La communauté a le vent en poupe et cingle, toutes voiles dehors, vers les bâtiments cherchant encore à s’en tenir à une réflexion qui, sans prétendre à l’objectivité perpétuelle – fantasme imprécis et, à vrai dire, pas super intéressant –, aspire à se déprendre des trois poisons de la chougne :

  • l’émotionnel (qui incite à confondre une situation avec sa présentation),
  • le compassionnel (qui pousse à remplacer la pensée par un blanc-seing accordé à un mélange de pitié et de peur), et
  • le consensualisme (qui pousse à ne plus parler qu’avec ceux qui partagent mon opinion, tout en conspuant ou menaçant les autres).

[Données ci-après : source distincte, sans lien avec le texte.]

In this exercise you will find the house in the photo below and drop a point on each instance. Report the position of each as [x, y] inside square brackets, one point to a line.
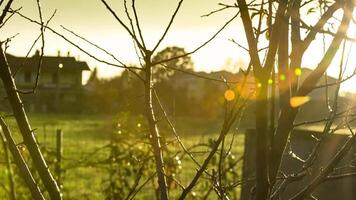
[59, 88]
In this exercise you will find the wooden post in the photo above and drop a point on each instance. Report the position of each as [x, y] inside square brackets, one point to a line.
[59, 152]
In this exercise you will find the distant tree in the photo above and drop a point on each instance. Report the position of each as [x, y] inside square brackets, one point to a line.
[165, 70]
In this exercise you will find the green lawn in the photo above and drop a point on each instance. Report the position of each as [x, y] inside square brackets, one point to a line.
[84, 134]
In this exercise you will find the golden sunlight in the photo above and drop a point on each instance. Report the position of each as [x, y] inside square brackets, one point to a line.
[229, 95]
[298, 101]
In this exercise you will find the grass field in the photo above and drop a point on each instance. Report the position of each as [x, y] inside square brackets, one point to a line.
[84, 134]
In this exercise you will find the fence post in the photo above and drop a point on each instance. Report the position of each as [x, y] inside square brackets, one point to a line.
[59, 151]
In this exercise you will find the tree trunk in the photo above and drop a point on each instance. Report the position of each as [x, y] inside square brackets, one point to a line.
[25, 129]
[154, 133]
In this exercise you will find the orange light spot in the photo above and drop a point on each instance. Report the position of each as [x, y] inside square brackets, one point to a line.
[298, 71]
[298, 101]
[229, 95]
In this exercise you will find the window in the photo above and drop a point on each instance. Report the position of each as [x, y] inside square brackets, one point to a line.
[27, 76]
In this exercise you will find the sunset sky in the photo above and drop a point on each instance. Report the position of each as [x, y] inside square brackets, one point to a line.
[90, 19]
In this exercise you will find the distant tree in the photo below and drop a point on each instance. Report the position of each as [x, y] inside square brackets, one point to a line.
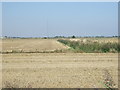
[73, 36]
[5, 36]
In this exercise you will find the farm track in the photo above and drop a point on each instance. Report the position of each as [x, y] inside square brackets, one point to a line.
[59, 70]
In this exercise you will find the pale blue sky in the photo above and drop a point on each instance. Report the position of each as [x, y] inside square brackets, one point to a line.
[39, 19]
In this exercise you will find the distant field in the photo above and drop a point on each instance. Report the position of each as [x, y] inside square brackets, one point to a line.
[31, 45]
[29, 63]
[45, 45]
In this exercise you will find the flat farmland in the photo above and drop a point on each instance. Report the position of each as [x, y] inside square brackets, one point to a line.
[56, 70]
[31, 45]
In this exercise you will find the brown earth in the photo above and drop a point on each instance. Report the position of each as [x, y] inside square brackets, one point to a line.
[60, 70]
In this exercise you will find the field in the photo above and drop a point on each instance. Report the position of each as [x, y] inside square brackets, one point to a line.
[30, 69]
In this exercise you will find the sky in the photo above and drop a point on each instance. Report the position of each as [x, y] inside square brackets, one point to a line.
[41, 19]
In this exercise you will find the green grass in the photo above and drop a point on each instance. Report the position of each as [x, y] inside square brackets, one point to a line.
[92, 47]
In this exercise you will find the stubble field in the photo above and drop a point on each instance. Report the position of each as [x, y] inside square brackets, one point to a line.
[56, 70]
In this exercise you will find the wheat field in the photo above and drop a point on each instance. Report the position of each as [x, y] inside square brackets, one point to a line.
[56, 70]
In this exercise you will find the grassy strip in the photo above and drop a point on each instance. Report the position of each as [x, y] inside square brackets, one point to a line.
[92, 47]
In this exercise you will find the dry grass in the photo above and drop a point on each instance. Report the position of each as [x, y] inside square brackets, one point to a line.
[55, 70]
[59, 70]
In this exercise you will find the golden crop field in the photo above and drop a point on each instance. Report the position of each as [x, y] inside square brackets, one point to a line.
[55, 70]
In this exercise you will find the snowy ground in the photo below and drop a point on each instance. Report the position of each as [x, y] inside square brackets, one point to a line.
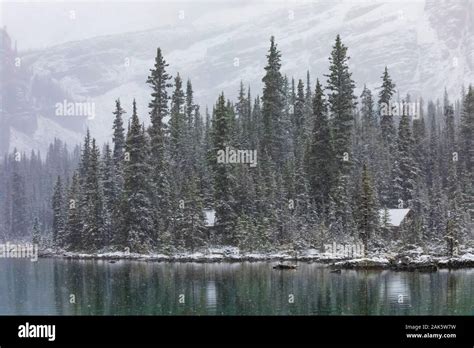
[408, 260]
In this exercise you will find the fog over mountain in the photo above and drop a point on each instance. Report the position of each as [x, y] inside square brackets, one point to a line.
[427, 45]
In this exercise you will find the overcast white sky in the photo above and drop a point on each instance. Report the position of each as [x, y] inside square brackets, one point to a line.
[38, 24]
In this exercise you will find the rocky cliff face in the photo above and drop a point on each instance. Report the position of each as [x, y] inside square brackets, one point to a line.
[427, 45]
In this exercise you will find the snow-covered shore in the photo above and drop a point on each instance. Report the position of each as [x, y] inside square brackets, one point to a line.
[406, 261]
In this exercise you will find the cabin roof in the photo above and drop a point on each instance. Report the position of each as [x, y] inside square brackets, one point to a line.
[395, 216]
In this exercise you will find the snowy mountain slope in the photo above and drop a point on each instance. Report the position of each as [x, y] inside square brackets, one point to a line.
[427, 45]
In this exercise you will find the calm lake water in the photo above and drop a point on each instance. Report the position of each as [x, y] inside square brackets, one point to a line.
[147, 288]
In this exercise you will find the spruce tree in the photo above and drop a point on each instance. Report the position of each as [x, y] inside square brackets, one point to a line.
[319, 158]
[367, 215]
[58, 216]
[341, 102]
[136, 206]
[272, 105]
[387, 125]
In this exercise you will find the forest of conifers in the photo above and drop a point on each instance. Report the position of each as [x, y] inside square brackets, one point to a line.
[328, 161]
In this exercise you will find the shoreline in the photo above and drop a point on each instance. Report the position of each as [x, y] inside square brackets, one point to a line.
[396, 262]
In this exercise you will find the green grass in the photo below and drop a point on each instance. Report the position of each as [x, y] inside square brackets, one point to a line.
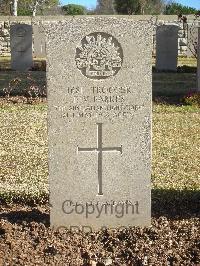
[23, 150]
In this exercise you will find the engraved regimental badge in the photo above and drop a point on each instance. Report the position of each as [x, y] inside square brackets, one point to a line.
[100, 56]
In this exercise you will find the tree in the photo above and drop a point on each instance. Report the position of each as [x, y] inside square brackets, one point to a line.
[105, 7]
[176, 9]
[139, 6]
[5, 7]
[127, 6]
[73, 9]
[33, 7]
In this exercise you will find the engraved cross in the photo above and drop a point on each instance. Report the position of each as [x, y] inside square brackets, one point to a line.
[100, 149]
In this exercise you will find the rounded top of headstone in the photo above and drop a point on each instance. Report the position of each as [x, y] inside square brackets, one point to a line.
[99, 56]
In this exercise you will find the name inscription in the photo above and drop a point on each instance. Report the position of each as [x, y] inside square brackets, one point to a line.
[99, 102]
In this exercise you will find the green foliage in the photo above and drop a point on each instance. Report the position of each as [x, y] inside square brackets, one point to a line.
[176, 9]
[193, 99]
[24, 6]
[5, 8]
[105, 7]
[127, 6]
[139, 6]
[73, 9]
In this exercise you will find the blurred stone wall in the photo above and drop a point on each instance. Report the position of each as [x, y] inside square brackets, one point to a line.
[5, 23]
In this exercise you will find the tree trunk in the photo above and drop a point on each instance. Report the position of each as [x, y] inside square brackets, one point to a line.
[198, 60]
[15, 7]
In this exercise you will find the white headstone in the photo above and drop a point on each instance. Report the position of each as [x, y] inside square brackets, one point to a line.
[21, 47]
[39, 41]
[99, 97]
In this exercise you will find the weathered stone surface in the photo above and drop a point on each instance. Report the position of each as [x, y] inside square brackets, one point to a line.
[39, 41]
[167, 47]
[192, 37]
[21, 47]
[99, 96]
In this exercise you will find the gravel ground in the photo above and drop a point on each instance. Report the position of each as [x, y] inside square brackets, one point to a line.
[27, 239]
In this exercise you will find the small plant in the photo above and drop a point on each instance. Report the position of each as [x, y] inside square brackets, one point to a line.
[192, 98]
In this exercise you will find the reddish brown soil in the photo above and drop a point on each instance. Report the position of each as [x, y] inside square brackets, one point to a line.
[26, 239]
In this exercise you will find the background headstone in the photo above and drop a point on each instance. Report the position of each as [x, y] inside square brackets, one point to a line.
[21, 47]
[99, 96]
[167, 47]
[192, 33]
[39, 41]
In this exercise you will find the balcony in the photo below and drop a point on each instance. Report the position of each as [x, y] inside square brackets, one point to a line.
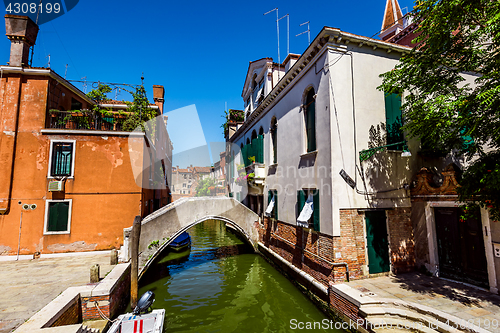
[84, 120]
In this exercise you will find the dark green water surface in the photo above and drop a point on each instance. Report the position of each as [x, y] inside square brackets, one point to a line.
[220, 286]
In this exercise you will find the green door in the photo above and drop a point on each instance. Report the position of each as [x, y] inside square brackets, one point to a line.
[376, 242]
[460, 242]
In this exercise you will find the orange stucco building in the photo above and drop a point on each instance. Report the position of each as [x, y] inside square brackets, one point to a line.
[98, 193]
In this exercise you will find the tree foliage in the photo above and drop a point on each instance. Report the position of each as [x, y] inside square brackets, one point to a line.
[444, 109]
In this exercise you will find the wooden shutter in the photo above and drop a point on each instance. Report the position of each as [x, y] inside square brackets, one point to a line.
[316, 210]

Profitant de cet engrenage, des produits culturels s’emparent de cette tendance et nourrissent à grande échelle le désir

  • de former un oxymorique tout partiel (ma communauté est un tout parce qu’elle est identifiable, cernée, limitée donc perceptible dans sa globalité, et ce tout est partiel puisqu’il y a d’autres communautés et quelques électrons libres, alléluia !),
  • de déplorer un traitement défavorable,
  • d’exiger réparation et
  • de se conforter dans un entre-soi qui, parfois, peut se révéler d’autant plus délétère qu’il accentue les postures de victimisation.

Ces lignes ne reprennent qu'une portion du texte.